Basically if I modify the for loop in the following way, adding a 'reset of the mcmc' every 1000 loops, the sampling fires up again:

for i in np.arange(1,n_samples):
    mcmc.sample(1, progress_bar=False)
    bar.update(i)
    for var in mcmc.stochastics:
        traces[str(var)][i] = mcmc.trace(var)[-1]
    if mcmc.trace('switch_model')[-1] == 0: # Gemetric wins
        traces['mu'][i] = traces['mu'][i-1] # One step back for the sampler of the Poisson parameter
        mu.value = traces['mu'][i-1]

    elif mcmc.trace('switch_model')[-1] == 1: # Poisson wins
        traces['p'][i] = traces['p'][i-1] # One step back for the sampler of the Geometric parameter
        p.value = traces['p'][i-1]

    if i%1000 == 0:
        mcmc = pm.MCMC(model)

In practice this trick erases the traces and the database of the sampler every 1000 steps. It looks like the sampler does not like having a long database, although I do not really understand why. (of course 1000 steps is arbitrary, too short it adds too much overhead, too long it will cause the traces and database to be too long).
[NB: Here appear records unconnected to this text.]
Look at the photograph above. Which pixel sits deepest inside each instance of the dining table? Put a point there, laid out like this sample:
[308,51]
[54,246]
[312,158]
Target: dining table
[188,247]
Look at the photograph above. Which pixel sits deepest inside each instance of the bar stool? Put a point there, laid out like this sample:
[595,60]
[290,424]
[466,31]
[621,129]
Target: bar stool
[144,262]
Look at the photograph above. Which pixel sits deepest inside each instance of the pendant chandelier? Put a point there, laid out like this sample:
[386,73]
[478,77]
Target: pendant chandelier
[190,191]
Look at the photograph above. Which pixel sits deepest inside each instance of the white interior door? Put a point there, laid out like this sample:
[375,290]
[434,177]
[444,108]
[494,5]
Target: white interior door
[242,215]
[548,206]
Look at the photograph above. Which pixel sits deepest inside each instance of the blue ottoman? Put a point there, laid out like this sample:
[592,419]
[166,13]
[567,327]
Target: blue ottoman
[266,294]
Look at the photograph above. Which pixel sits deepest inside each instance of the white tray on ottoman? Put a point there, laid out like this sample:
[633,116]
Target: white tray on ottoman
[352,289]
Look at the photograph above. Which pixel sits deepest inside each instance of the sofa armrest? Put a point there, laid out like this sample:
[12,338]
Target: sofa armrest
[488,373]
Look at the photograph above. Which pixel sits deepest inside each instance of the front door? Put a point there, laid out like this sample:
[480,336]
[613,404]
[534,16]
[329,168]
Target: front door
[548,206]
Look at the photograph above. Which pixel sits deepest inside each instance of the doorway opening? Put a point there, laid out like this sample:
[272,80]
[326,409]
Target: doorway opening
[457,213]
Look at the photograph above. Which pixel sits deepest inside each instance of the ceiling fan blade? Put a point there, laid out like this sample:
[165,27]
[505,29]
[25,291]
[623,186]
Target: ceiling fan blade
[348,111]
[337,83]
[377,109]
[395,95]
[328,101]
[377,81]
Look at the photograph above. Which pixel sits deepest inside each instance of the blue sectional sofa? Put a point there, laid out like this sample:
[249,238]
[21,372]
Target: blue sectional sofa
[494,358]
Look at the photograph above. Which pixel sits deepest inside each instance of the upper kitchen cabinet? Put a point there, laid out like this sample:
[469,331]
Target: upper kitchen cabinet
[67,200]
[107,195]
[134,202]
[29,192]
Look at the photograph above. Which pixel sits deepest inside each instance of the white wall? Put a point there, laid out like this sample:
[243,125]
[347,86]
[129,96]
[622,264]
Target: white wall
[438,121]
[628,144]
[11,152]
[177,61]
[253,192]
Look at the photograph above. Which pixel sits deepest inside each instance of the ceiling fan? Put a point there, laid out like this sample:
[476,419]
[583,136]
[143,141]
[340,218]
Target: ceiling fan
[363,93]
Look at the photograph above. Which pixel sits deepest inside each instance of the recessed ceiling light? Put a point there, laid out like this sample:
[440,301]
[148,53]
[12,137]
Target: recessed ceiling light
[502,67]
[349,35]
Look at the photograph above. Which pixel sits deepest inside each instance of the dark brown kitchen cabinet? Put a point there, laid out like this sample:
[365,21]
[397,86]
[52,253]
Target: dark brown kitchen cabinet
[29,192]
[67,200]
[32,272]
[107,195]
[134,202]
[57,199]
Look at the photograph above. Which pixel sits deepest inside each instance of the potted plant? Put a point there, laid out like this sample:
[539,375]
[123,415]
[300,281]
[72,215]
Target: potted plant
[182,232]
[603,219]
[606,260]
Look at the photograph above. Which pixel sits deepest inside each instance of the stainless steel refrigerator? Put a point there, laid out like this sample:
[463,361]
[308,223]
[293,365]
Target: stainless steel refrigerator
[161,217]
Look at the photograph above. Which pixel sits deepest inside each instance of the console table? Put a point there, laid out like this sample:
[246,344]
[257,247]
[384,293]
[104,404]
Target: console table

I find this hack a bit crazy and definitely not elegant.. does any of the experts or developers have a comment on it? Thank you!

Otros consejos

The reason this is so slow is that Python's for loops are pretty slow, especially when they are compared to FORTRAN loops (Which is what PyMC is written in basically.) If you could show more detailed code, it might be easier to see what you are trying to do and to provide faster alternative algorithms.